Amazon flood gates open.

AWS LogoTwo huge new features were announced today for EC2. The first being Elastic IPs which is basically the static IP solution everyone has been waiting for, but better! Elastic IP is a 1:1 NAT solution. What is so cool about this is you can dynamically remap your static IP to different running instances creating a poor mans HA solution. The second feature is Availability Zones. This allows you to launch instances in isolated zones that amazon describes as “distinct locations engineered to be insulated from failures in other zones.” The next step to this is allowing for region specific selection as well, currently you are limited to selecting a zone within your defined region based on your account. This provides for a huge increase in availability and will certainly make organizations take another hard look at what amazon has to offer to extend or augment their existing facilities.

What we can all learn from the Amazon outage.

I didn’t write about the Amazon storage service outage here before now but I have been thinking a lot about what we all can learn from it. First a few details; The amazon S3 storage solution had issues from 3:30am PT to 6:48am PT on 2/15. The issue manifested itself in a “large” increase in authenticated calls to the S3 service. The real problem is the team didn’t know this was coming until it was to late. To resolve the problem the Amazon Team moved additional capacity in to handle this increase in authenticated requests.

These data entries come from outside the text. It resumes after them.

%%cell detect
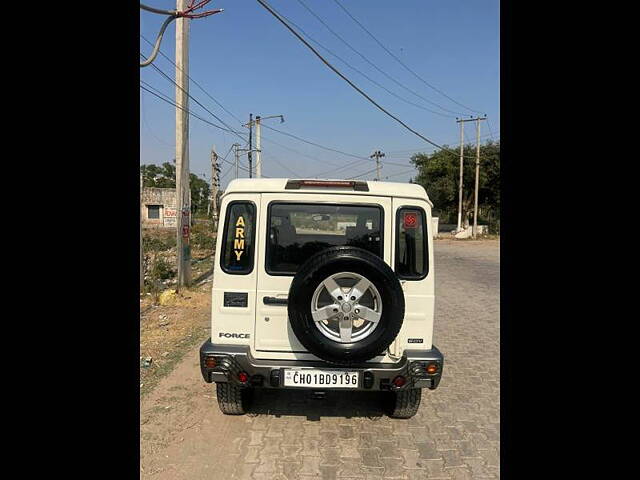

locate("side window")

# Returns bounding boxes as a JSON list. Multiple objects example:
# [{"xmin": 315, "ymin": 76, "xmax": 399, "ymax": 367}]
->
[
  {"xmin": 396, "ymin": 207, "xmax": 429, "ymax": 280},
  {"xmin": 220, "ymin": 202, "xmax": 256, "ymax": 275}
]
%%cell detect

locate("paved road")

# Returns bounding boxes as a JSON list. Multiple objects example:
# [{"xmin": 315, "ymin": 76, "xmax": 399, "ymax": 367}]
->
[{"xmin": 141, "ymin": 240, "xmax": 500, "ymax": 480}]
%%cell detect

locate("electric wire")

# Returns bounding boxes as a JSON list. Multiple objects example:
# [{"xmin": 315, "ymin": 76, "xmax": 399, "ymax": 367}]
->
[
  {"xmin": 297, "ymin": 0, "xmax": 464, "ymax": 115},
  {"xmin": 280, "ymin": 9, "xmax": 455, "ymax": 118},
  {"xmin": 140, "ymin": 80, "xmax": 258, "ymax": 178},
  {"xmin": 257, "ymin": 0, "xmax": 464, "ymax": 155}
]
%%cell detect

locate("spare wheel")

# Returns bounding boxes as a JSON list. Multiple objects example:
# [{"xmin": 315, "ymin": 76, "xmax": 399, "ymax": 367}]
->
[{"xmin": 288, "ymin": 247, "xmax": 404, "ymax": 364}]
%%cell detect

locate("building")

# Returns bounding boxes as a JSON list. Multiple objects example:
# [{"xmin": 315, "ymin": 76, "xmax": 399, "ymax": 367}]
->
[{"xmin": 141, "ymin": 187, "xmax": 177, "ymax": 228}]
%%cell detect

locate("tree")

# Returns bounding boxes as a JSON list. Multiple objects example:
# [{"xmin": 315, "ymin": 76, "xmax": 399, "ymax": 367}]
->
[
  {"xmin": 411, "ymin": 141, "xmax": 500, "ymax": 230},
  {"xmin": 140, "ymin": 160, "xmax": 210, "ymax": 218}
]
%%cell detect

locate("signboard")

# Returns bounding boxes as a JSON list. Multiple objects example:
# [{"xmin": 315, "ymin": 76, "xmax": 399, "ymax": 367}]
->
[{"xmin": 163, "ymin": 207, "xmax": 178, "ymax": 227}]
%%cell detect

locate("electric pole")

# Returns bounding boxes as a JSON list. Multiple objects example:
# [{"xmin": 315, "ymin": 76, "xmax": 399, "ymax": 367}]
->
[
  {"xmin": 456, "ymin": 120, "xmax": 464, "ymax": 232},
  {"xmin": 243, "ymin": 114, "xmax": 284, "ymax": 178},
  {"xmin": 456, "ymin": 115, "xmax": 487, "ymax": 238},
  {"xmin": 140, "ymin": 172, "xmax": 144, "ymax": 292},
  {"xmin": 232, "ymin": 143, "xmax": 240, "ymax": 178},
  {"xmin": 254, "ymin": 115, "xmax": 262, "ymax": 178},
  {"xmin": 473, "ymin": 115, "xmax": 487, "ymax": 238},
  {"xmin": 248, "ymin": 113, "xmax": 252, "ymax": 178},
  {"xmin": 175, "ymin": 0, "xmax": 191, "ymax": 290},
  {"xmin": 369, "ymin": 150, "xmax": 384, "ymax": 181},
  {"xmin": 211, "ymin": 145, "xmax": 220, "ymax": 232}
]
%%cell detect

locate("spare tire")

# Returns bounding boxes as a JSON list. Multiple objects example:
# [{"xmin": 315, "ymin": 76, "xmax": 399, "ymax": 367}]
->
[{"xmin": 288, "ymin": 247, "xmax": 404, "ymax": 365}]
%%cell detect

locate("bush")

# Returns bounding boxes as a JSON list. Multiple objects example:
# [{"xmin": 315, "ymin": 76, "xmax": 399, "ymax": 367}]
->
[
  {"xmin": 142, "ymin": 230, "xmax": 177, "ymax": 252},
  {"xmin": 191, "ymin": 223, "xmax": 215, "ymax": 250}
]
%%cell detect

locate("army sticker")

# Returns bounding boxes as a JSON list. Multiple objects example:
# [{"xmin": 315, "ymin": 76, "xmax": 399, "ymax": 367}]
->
[{"xmin": 233, "ymin": 215, "xmax": 245, "ymax": 262}]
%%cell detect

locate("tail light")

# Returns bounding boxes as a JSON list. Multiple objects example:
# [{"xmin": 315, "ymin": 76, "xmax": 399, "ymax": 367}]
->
[
  {"xmin": 204, "ymin": 357, "xmax": 217, "ymax": 368},
  {"xmin": 393, "ymin": 375, "xmax": 407, "ymax": 388}
]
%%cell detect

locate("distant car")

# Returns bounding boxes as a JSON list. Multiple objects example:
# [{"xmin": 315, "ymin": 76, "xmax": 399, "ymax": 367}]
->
[{"xmin": 200, "ymin": 179, "xmax": 444, "ymax": 418}]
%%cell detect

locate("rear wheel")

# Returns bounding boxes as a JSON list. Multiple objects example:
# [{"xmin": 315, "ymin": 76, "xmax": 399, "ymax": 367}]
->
[
  {"xmin": 387, "ymin": 388, "xmax": 422, "ymax": 418},
  {"xmin": 216, "ymin": 383, "xmax": 253, "ymax": 415}
]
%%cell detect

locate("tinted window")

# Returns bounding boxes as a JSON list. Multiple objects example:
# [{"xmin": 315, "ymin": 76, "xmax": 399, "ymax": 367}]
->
[
  {"xmin": 221, "ymin": 202, "xmax": 255, "ymax": 274},
  {"xmin": 266, "ymin": 203, "xmax": 382, "ymax": 275},
  {"xmin": 396, "ymin": 208, "xmax": 429, "ymax": 280}
]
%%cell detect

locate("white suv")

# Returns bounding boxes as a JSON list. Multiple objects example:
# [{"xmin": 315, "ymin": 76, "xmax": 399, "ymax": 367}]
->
[{"xmin": 200, "ymin": 179, "xmax": 443, "ymax": 418}]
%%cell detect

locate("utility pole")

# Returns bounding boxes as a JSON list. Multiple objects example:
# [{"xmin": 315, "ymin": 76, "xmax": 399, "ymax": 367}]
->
[
  {"xmin": 244, "ymin": 115, "xmax": 284, "ymax": 178},
  {"xmin": 456, "ymin": 115, "xmax": 487, "ymax": 238},
  {"xmin": 211, "ymin": 145, "xmax": 220, "ymax": 232},
  {"xmin": 232, "ymin": 143, "xmax": 240, "ymax": 178},
  {"xmin": 369, "ymin": 150, "xmax": 384, "ymax": 181},
  {"xmin": 175, "ymin": 0, "xmax": 191, "ymax": 290},
  {"xmin": 473, "ymin": 115, "xmax": 487, "ymax": 238},
  {"xmin": 248, "ymin": 113, "xmax": 252, "ymax": 178},
  {"xmin": 140, "ymin": 172, "xmax": 144, "ymax": 292},
  {"xmin": 254, "ymin": 115, "xmax": 262, "ymax": 178},
  {"xmin": 456, "ymin": 121, "xmax": 464, "ymax": 232}
]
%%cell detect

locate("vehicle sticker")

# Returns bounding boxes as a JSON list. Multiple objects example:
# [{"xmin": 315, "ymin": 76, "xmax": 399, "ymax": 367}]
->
[{"xmin": 403, "ymin": 212, "xmax": 418, "ymax": 229}]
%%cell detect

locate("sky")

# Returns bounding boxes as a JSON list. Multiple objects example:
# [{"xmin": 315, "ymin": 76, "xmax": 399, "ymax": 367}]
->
[{"xmin": 140, "ymin": 0, "xmax": 500, "ymax": 189}]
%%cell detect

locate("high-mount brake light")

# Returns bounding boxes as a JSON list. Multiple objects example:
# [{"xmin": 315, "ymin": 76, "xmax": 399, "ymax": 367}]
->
[{"xmin": 284, "ymin": 179, "xmax": 369, "ymax": 192}]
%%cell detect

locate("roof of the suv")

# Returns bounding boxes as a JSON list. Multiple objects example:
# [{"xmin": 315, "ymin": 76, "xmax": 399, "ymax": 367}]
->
[{"xmin": 224, "ymin": 178, "xmax": 433, "ymax": 206}]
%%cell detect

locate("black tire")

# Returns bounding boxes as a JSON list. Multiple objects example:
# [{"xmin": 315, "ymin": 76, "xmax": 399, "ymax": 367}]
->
[
  {"xmin": 216, "ymin": 383, "xmax": 253, "ymax": 415},
  {"xmin": 386, "ymin": 388, "xmax": 422, "ymax": 418},
  {"xmin": 288, "ymin": 247, "xmax": 404, "ymax": 365}
]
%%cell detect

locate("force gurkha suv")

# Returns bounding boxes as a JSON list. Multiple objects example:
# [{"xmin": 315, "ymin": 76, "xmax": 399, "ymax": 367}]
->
[{"xmin": 200, "ymin": 179, "xmax": 443, "ymax": 418}]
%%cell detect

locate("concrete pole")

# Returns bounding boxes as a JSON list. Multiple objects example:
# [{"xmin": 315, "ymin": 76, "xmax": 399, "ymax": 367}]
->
[
  {"xmin": 175, "ymin": 0, "xmax": 191, "ymax": 290},
  {"xmin": 140, "ymin": 172, "xmax": 144, "ymax": 292},
  {"xmin": 255, "ymin": 115, "xmax": 262, "ymax": 178},
  {"xmin": 457, "ymin": 121, "xmax": 464, "ymax": 231},
  {"xmin": 233, "ymin": 143, "xmax": 240, "ymax": 178},
  {"xmin": 473, "ymin": 118, "xmax": 481, "ymax": 238},
  {"xmin": 369, "ymin": 150, "xmax": 384, "ymax": 181},
  {"xmin": 248, "ymin": 113, "xmax": 253, "ymax": 178},
  {"xmin": 211, "ymin": 145, "xmax": 219, "ymax": 232}
]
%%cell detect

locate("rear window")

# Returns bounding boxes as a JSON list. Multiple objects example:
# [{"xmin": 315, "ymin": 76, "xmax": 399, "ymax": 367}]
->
[
  {"xmin": 396, "ymin": 207, "xmax": 429, "ymax": 280},
  {"xmin": 220, "ymin": 202, "xmax": 256, "ymax": 275},
  {"xmin": 266, "ymin": 203, "xmax": 383, "ymax": 275}
]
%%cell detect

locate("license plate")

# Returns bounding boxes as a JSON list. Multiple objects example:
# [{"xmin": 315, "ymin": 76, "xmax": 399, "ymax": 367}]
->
[{"xmin": 284, "ymin": 369, "xmax": 358, "ymax": 388}]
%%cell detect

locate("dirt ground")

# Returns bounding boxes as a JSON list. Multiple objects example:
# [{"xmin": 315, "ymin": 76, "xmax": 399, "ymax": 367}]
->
[{"xmin": 140, "ymin": 282, "xmax": 211, "ymax": 396}]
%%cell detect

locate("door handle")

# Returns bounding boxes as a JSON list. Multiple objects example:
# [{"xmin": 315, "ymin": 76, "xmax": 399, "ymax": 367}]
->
[{"xmin": 262, "ymin": 297, "xmax": 289, "ymax": 305}]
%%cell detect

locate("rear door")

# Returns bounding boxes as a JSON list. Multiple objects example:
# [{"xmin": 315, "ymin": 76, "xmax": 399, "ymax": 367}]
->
[
  {"xmin": 254, "ymin": 193, "xmax": 392, "ymax": 358},
  {"xmin": 211, "ymin": 193, "xmax": 260, "ymax": 345}
]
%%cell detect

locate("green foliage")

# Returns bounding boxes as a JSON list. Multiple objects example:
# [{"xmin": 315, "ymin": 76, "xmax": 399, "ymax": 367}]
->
[
  {"xmin": 142, "ymin": 231, "xmax": 177, "ymax": 252},
  {"xmin": 140, "ymin": 160, "xmax": 210, "ymax": 218},
  {"xmin": 411, "ymin": 141, "xmax": 500, "ymax": 232}
]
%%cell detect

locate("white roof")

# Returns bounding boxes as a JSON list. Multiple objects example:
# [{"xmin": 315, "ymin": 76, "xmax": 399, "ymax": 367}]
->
[{"xmin": 224, "ymin": 178, "xmax": 433, "ymax": 207}]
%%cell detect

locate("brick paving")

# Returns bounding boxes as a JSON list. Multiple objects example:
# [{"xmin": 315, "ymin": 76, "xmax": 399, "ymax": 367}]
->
[{"xmin": 141, "ymin": 240, "xmax": 500, "ymax": 480}]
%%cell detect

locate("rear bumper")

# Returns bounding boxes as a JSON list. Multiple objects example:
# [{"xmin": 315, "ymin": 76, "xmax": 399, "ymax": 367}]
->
[{"xmin": 200, "ymin": 339, "xmax": 444, "ymax": 391}]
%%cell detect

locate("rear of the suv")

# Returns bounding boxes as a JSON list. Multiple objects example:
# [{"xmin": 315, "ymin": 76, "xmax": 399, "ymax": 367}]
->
[{"xmin": 200, "ymin": 179, "xmax": 443, "ymax": 418}]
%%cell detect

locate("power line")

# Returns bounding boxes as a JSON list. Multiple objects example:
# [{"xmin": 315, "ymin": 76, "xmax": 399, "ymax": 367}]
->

I can certainly feel for the Amazon team, being caught off guard is NOT a good feeling. So what monitoring is missing from your environment? This should be an opportunity for all of us to think about the little service that everything relies on and could cripple the environment. Monitoring, trending and basic capacity planning is critical to the health of all our applications. We have been working much more closely with out engineering teams then ever before to instrument all parts of the applications supporting our sites via JMX. Call it what you want and I don’t like the word but it feels like a good time for a basic monitoring audit.